TRENTON (May 10, 2018) – New Jersey voters continue to show strong support for new revenue sources to fix the state’s broken tax code and boost funding for important public investments, according to a new public opinion poll commissioned by New Jersey Policy Perspective (NJPP), an independent, non-partisan think-tank.
Robust, bipartisan voter support for raising taxes on the highest-income New Jerseyans and reinstating the estate tax has not wavered since the federal tax plan went into effect, and voters show broad support for closing tax loopholes on multistate corporations. As state budget negotiations on Governor Murphy’s new tax proposals are underway, the findings of this poll show that New Jerseyans favor making the tax code more progressive by having the state’s wealthiest individuals and corporations pay their fair share.

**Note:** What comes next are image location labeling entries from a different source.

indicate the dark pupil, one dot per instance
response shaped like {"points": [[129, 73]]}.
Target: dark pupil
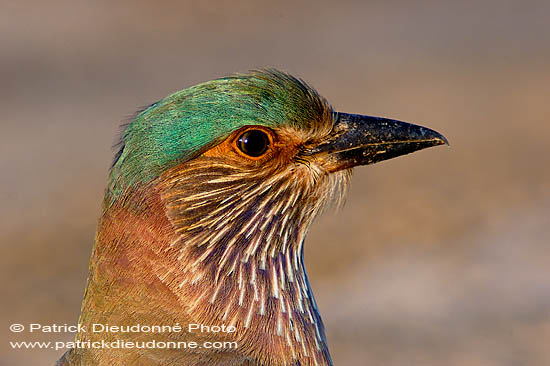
{"points": [[253, 143]]}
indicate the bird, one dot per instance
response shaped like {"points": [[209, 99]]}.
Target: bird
{"points": [[207, 206]]}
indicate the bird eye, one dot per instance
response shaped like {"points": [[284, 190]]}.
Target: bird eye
{"points": [[253, 143]]}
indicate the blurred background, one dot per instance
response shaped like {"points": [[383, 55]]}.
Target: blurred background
{"points": [[439, 258]]}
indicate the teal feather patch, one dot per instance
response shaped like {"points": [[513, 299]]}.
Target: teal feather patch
{"points": [[189, 122]]}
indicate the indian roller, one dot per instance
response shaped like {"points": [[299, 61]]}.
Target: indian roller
{"points": [[205, 213]]}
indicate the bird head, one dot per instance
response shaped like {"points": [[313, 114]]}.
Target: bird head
{"points": [[237, 168]]}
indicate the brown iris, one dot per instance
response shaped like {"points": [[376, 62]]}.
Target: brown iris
{"points": [[253, 143]]}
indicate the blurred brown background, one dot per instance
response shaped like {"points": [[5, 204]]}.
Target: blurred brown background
{"points": [[438, 258]]}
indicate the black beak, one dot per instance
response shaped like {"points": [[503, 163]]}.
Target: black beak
{"points": [[361, 140]]}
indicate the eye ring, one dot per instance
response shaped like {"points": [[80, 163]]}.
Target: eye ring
{"points": [[253, 143]]}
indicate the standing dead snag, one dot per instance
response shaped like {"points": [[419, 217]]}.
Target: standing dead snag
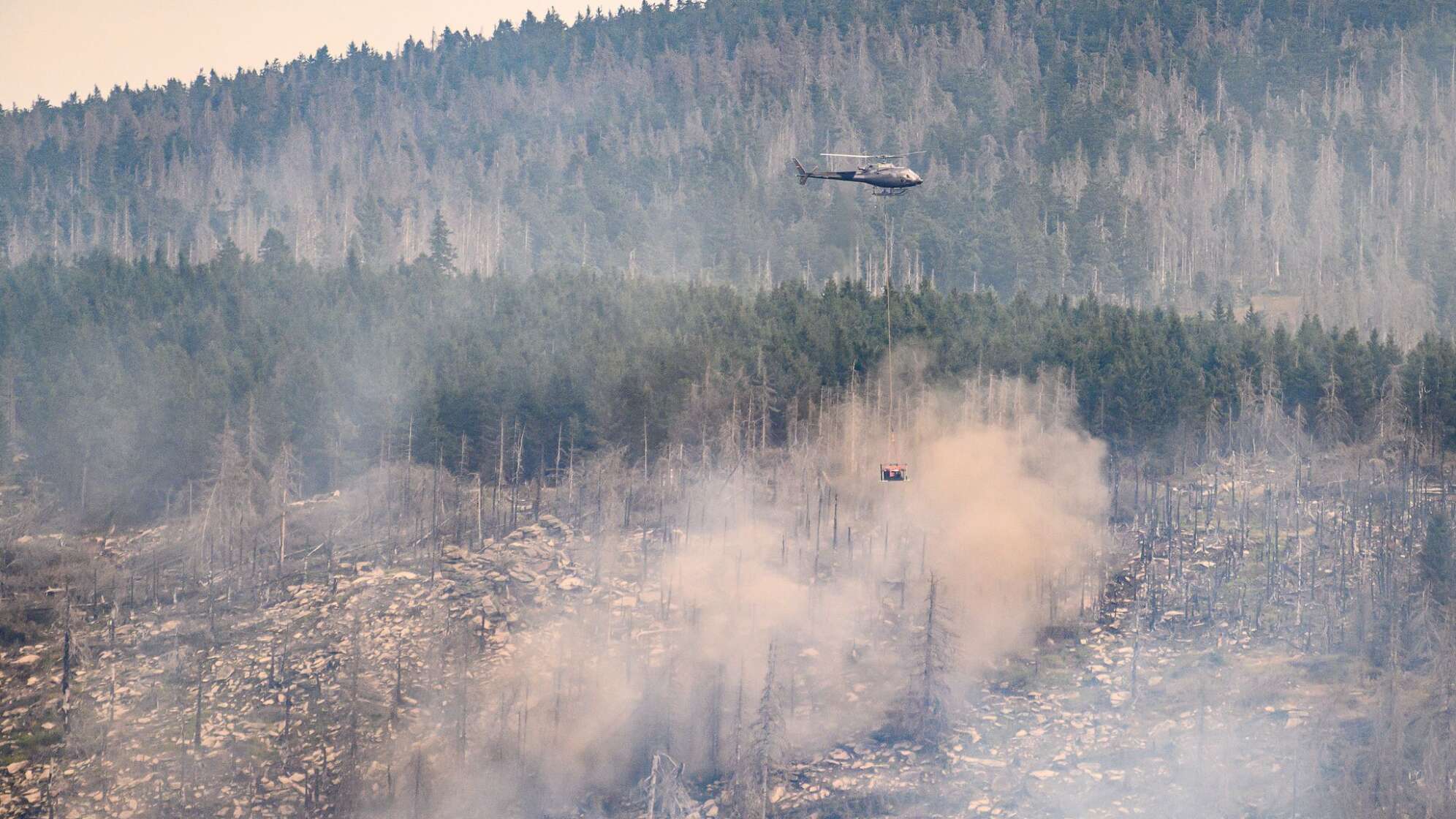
{"points": [[919, 713], [666, 793]]}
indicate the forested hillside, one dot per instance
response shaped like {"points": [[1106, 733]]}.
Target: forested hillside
{"points": [[1296, 154], [123, 384]]}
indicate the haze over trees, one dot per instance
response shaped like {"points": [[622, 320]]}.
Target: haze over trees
{"points": [[1300, 155]]}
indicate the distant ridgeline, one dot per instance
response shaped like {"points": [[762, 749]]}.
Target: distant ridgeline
{"points": [[124, 381], [1297, 155]]}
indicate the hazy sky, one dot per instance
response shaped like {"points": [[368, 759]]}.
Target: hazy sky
{"points": [[54, 47]]}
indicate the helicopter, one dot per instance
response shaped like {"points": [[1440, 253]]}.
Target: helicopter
{"points": [[892, 180]]}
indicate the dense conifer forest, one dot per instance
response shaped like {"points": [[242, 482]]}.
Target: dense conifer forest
{"points": [[490, 427], [1300, 155], [120, 377]]}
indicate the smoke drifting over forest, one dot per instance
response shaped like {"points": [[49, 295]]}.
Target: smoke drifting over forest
{"points": [[805, 554]]}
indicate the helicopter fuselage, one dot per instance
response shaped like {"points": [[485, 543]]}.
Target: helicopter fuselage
{"points": [[877, 174]]}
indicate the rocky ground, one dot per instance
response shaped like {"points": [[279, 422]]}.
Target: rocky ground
{"points": [[311, 692]]}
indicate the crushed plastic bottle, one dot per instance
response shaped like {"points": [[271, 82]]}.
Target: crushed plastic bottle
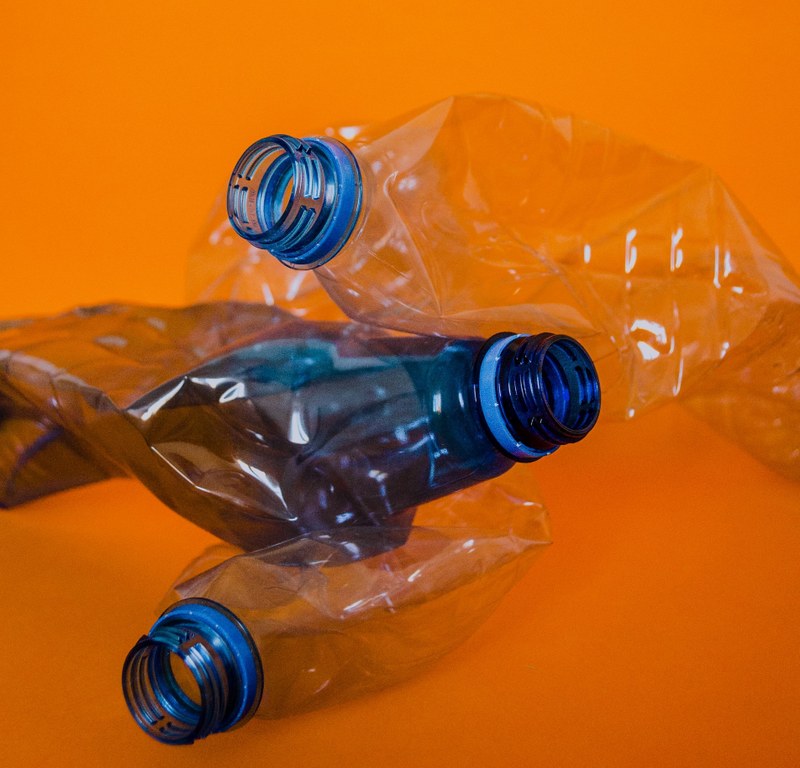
{"points": [[286, 630], [259, 426], [482, 213]]}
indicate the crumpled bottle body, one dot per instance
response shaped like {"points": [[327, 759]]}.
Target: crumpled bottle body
{"points": [[482, 211], [254, 424]]}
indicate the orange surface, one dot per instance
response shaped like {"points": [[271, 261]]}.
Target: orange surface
{"points": [[661, 627]]}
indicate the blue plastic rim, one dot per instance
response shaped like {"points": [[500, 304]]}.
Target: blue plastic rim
{"points": [[537, 392], [197, 672], [299, 199]]}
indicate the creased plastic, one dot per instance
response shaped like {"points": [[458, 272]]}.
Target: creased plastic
{"points": [[327, 632], [260, 426], [484, 212], [254, 424]]}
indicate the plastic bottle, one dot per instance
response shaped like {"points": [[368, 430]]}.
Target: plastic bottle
{"points": [[482, 213], [284, 630], [280, 426]]}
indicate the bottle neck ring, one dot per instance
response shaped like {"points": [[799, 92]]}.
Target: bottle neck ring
{"points": [[299, 199], [536, 393], [197, 672]]}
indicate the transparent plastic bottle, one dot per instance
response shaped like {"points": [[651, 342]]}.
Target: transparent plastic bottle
{"points": [[292, 426], [286, 630], [482, 213]]}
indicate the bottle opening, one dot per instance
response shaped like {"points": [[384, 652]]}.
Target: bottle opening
{"points": [[570, 386], [537, 393], [299, 199], [196, 673]]}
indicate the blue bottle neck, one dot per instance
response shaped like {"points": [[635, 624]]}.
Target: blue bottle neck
{"points": [[299, 199], [196, 673], [536, 393]]}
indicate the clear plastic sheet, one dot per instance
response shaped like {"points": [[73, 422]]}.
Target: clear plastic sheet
{"points": [[328, 632], [254, 424], [349, 463], [482, 212]]}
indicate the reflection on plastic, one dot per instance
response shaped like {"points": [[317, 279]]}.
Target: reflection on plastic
{"points": [[483, 213], [259, 426], [326, 632]]}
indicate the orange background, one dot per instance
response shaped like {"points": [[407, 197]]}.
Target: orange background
{"points": [[661, 629]]}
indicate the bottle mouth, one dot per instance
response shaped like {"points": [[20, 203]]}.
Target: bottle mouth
{"points": [[537, 392], [196, 673], [299, 199]]}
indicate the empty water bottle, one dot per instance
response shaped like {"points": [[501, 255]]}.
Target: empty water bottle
{"points": [[284, 630], [483, 213], [259, 426]]}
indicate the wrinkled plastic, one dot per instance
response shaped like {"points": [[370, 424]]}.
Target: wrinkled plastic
{"points": [[483, 212], [254, 424], [327, 632]]}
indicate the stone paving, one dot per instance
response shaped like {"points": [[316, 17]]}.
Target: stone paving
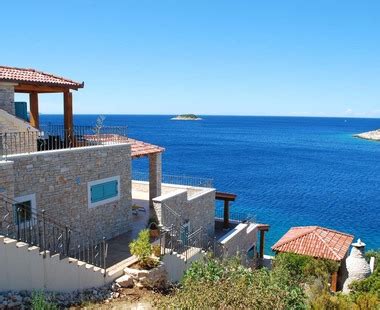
{"points": [[118, 247]]}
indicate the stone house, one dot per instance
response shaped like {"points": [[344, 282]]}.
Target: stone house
{"points": [[70, 189]]}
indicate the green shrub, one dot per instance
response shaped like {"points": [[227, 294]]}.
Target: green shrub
{"points": [[39, 302], [142, 248], [212, 284], [306, 269], [369, 285]]}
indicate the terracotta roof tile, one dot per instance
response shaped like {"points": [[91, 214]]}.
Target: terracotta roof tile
{"points": [[138, 148], [22, 75], [315, 241]]}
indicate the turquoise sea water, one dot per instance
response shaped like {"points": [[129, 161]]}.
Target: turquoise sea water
{"points": [[287, 171]]}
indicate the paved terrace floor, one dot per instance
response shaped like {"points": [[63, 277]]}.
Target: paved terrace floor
{"points": [[118, 247]]}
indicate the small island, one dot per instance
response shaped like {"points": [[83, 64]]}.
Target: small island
{"points": [[186, 117], [370, 135]]}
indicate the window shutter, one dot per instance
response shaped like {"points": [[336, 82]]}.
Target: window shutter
{"points": [[97, 193], [110, 189]]}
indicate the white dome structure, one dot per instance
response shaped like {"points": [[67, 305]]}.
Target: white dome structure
{"points": [[357, 266]]}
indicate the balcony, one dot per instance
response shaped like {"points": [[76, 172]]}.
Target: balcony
{"points": [[55, 137]]}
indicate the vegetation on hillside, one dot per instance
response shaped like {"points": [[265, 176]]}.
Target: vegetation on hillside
{"points": [[295, 282]]}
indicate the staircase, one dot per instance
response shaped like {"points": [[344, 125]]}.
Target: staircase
{"points": [[38, 253]]}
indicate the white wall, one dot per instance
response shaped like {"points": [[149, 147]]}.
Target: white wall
{"points": [[23, 268], [239, 240]]}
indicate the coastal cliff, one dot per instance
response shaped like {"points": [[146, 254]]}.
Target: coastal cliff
{"points": [[370, 135]]}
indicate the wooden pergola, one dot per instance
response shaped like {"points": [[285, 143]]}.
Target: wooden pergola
{"points": [[35, 82]]}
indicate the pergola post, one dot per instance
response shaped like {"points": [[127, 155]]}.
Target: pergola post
{"points": [[34, 114], [262, 241], [155, 176], [226, 215], [68, 111]]}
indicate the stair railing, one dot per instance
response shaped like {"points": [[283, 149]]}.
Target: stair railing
{"points": [[20, 222]]}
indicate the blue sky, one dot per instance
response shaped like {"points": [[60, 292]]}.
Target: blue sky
{"points": [[312, 58]]}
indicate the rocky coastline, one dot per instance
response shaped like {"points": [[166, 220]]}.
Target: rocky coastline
{"points": [[370, 135]]}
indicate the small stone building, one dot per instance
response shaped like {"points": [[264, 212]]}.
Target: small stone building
{"points": [[318, 242]]}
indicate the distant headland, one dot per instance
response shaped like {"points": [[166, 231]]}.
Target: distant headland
{"points": [[370, 135], [186, 117]]}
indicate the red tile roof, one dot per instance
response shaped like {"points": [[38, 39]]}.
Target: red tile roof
{"points": [[315, 241], [138, 148], [31, 76]]}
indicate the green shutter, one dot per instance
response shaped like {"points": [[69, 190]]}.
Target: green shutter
{"points": [[104, 191], [97, 193], [110, 189]]}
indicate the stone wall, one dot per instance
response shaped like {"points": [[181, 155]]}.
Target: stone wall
{"points": [[199, 209], [6, 188], [26, 268], [7, 98], [59, 180]]}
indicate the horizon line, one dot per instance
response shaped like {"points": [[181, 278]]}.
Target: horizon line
{"points": [[227, 115]]}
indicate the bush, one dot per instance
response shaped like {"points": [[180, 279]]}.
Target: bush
{"points": [[370, 285], [306, 269], [142, 248], [228, 285], [39, 302]]}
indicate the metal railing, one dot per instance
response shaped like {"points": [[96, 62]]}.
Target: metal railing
{"points": [[169, 217], [18, 221], [178, 240], [55, 137], [176, 179], [235, 216]]}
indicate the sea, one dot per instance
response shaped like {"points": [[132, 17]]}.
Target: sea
{"points": [[285, 171]]}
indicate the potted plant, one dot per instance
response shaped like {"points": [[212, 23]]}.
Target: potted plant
{"points": [[153, 228], [149, 271]]}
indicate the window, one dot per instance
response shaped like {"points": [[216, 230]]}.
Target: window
{"points": [[251, 252], [103, 191], [24, 209]]}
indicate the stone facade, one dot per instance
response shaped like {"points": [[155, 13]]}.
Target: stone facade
{"points": [[7, 97], [6, 187], [59, 181], [155, 176], [199, 210]]}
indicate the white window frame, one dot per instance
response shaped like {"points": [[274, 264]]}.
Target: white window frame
{"points": [[33, 206], [105, 201]]}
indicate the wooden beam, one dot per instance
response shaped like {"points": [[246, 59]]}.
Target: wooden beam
{"points": [[262, 241], [334, 281], [68, 111], [29, 88], [226, 215], [34, 115]]}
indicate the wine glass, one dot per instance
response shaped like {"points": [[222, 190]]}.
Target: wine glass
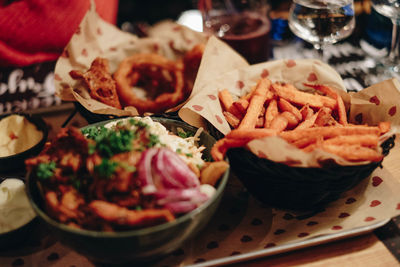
{"points": [[391, 9], [322, 22], [243, 24]]}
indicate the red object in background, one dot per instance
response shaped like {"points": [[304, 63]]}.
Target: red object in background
{"points": [[34, 31]]}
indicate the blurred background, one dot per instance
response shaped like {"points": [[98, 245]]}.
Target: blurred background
{"points": [[353, 56]]}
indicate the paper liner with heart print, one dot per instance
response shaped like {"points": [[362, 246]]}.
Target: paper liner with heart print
{"points": [[222, 68], [97, 38]]}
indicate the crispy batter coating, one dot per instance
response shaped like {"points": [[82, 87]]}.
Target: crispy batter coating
{"points": [[99, 81]]}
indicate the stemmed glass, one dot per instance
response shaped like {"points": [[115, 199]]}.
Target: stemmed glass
{"points": [[391, 9], [322, 22]]}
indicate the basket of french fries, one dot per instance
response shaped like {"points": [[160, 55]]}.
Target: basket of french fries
{"points": [[308, 122], [293, 135]]}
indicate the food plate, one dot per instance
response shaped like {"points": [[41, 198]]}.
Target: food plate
{"points": [[228, 232], [290, 247]]}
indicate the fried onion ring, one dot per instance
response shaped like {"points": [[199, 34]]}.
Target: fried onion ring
{"points": [[162, 79], [99, 82]]}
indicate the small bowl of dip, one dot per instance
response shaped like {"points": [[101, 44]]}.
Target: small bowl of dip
{"points": [[16, 214], [21, 136]]}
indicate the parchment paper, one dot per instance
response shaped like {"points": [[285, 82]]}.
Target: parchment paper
{"points": [[375, 104], [97, 38]]}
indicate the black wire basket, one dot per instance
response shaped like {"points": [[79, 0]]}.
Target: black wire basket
{"points": [[298, 188]]}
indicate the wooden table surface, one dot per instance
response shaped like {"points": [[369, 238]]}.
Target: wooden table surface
{"points": [[362, 251]]}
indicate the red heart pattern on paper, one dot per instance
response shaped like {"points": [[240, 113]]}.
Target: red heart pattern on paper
{"points": [[84, 52], [290, 63], [369, 219], [220, 121], [376, 181], [375, 203], [392, 111], [350, 200], [264, 73], [57, 77], [312, 77], [197, 107], [240, 84], [375, 100], [359, 118]]}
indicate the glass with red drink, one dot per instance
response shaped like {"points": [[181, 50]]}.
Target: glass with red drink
{"points": [[243, 24]]}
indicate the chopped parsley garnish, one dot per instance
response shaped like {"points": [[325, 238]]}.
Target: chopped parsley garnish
{"points": [[153, 140], [127, 167], [76, 183], [92, 132], [138, 123], [110, 142], [106, 168], [45, 171], [183, 134]]}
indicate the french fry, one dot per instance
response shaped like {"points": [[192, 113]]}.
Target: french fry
{"points": [[306, 112], [290, 93], [314, 145], [249, 134], [323, 117], [213, 172], [219, 149], [292, 119], [353, 152], [284, 105], [270, 113], [368, 140], [384, 127], [279, 123], [304, 142], [329, 132], [226, 100], [260, 122], [241, 105], [231, 119], [332, 93], [256, 104], [308, 122], [249, 94]]}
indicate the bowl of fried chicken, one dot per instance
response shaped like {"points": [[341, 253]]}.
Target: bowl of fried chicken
{"points": [[124, 190]]}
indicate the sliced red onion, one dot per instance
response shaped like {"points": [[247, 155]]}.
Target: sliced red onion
{"points": [[166, 177], [180, 207], [189, 198], [174, 171], [145, 171]]}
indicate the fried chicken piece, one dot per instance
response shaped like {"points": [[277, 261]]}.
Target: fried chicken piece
{"points": [[65, 207], [132, 218], [191, 62], [98, 79]]}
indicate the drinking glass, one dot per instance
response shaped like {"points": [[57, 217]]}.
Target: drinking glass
{"points": [[243, 24], [322, 22], [391, 9]]}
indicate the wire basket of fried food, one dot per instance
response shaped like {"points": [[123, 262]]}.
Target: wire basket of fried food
{"points": [[110, 73], [296, 150], [131, 189]]}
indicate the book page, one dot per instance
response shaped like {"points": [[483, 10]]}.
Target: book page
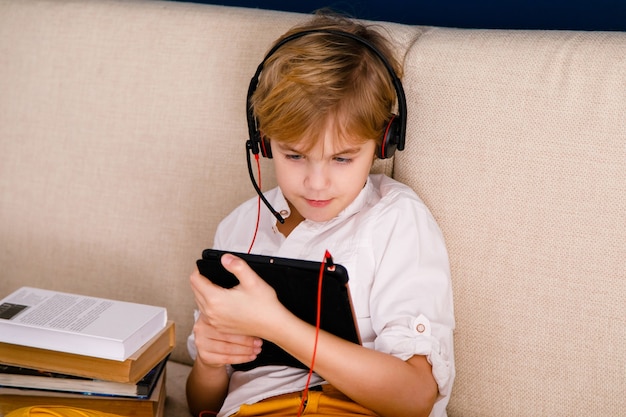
{"points": [[53, 310]]}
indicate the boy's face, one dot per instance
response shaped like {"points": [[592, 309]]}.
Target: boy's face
{"points": [[320, 183]]}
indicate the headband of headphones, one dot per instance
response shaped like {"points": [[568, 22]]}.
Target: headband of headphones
{"points": [[395, 131]]}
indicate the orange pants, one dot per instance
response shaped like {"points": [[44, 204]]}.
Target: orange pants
{"points": [[327, 402]]}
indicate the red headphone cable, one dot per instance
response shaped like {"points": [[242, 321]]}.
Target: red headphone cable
{"points": [[327, 259], [258, 210]]}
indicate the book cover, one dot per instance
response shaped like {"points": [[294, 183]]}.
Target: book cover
{"points": [[13, 398], [21, 377], [82, 325], [131, 370]]}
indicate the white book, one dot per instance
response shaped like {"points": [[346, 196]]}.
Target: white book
{"points": [[77, 324]]}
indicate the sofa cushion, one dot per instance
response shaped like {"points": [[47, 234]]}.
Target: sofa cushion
{"points": [[517, 142]]}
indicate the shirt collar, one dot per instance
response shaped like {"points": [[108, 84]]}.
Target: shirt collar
{"points": [[280, 204]]}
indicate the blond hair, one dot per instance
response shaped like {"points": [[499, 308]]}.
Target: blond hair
{"points": [[323, 78]]}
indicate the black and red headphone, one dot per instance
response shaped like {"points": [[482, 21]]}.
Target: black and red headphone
{"points": [[393, 135], [395, 131]]}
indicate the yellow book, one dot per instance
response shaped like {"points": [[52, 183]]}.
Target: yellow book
{"points": [[12, 399]]}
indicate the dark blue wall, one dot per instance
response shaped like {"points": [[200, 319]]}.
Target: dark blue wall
{"points": [[508, 14]]}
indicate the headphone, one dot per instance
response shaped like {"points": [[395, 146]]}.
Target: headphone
{"points": [[394, 132]]}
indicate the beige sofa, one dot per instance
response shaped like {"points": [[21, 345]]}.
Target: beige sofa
{"points": [[122, 130]]}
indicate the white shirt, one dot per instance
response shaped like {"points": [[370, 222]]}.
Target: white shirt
{"points": [[399, 280]]}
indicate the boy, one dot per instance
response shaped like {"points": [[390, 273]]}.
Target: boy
{"points": [[322, 104]]}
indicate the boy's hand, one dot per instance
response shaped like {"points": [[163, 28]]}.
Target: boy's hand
{"points": [[216, 349], [248, 309]]}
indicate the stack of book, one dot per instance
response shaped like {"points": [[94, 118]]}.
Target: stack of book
{"points": [[86, 352]]}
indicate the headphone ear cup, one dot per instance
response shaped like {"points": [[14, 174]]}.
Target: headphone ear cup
{"points": [[390, 140]]}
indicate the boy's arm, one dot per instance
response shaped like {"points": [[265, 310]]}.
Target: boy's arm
{"points": [[207, 387], [381, 382]]}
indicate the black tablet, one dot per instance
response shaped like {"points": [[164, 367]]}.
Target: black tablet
{"points": [[296, 284]]}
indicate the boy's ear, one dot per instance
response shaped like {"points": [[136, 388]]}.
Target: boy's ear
{"points": [[390, 140]]}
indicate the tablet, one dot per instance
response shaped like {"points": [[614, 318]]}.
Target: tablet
{"points": [[296, 284]]}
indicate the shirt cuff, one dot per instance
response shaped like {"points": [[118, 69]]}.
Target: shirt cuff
{"points": [[409, 336]]}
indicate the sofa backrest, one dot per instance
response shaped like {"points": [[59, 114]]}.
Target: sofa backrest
{"points": [[122, 141], [122, 130], [518, 145]]}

A millionaire’s tax proposal that was passed five times during the previous administration may be losing support among legislators, but not among voters. Seven out of ten likely voters in New Jersey support a new tax on incomes over $1 million. Since the new federal tax plan went into effect, New Jersey voters’ support for a millionaires tax remains strong.
“This polling demonstrates voters’ strong support for making the state and local tax system more equitable, especially after the recent changes to the federal tax code, which voters believe to be a handout to the rich and well-connected,” said Sheila Reynertson, Senior Policy Analyst at New Jersey Policy Perspective. “Most New Jerseyans want to see renewed investment in public education and transit infrastructure, and they want the state’s highest earners to chip in to help the state make the kind of investments that expand the middle class and help narrow the economic gap.”
The poll, which follows a similar poll NJPP commissioned in the fall, shows that the new federal tax law hasn’t changed New Jerseyans’ mind about the need for tax increases to help get New Jersey back on track.
“Across the country, including in New Jersey, wealthy individuals and corporations have used their lobbying power to skirt paying their fair share,” said Michael Leachman, Director of State Fiscal Research at the Center on Budget and Policy Priorities. “This poll shows that most New Jersey voters support having the wealthy pay their fair share and see bold tax reform as an opportunity for the state to re-invest in great schools, healthy communities, and an economy that works for everyone, not just those at the top. Research and the experiences of other states show that this is a smart strategy to grow the economy, and there is no better time than now, given the extraordinary windfall the wealthy and corporations received from the recent federal tax changes.”
Some of the key findings include:
- Seven in ten New Jersey voters (70 percent) support raising the income tax rate on households making $1 million or more a year – including 69 percent of independents and 51 percent of Republicans. The poll also found similar, bipartisan support (67 percent) for raising income taxes on the top 5 percent of households.
- 49 percent of New Jersey voters say they would be more likely to support their state representative if they supported raising taxes on millionaires, while only 20 percent say they are less likely to do so.
- Over two-thirds of New Jersey voters (69 percent) support closing tax loopholes used by multistate corporations, including 71 percent of independents and 61 percent of Republicans.
- A majority of voters (61 percent) support restoring the New Jersey’s estate tax on heirs inheriting $1 million or more.
- New Jersey voters also strongly support a 3 percent surcharge on businesses with more than $1 million in net income (by a 26-point margin) and rolling back the recent reduction in the state sales tax (by a 13-point margin).
- Voters oppose the new federal tax law by a margin of 14 points, with a clear majority (59 percent) believing it will mostly help the wealthy and corporations.
The poll of 600 likely 2021 New Jersey voters, conducted by Anzalone Liszt Grove Research, was conducted April 25-30 using professional interviewers.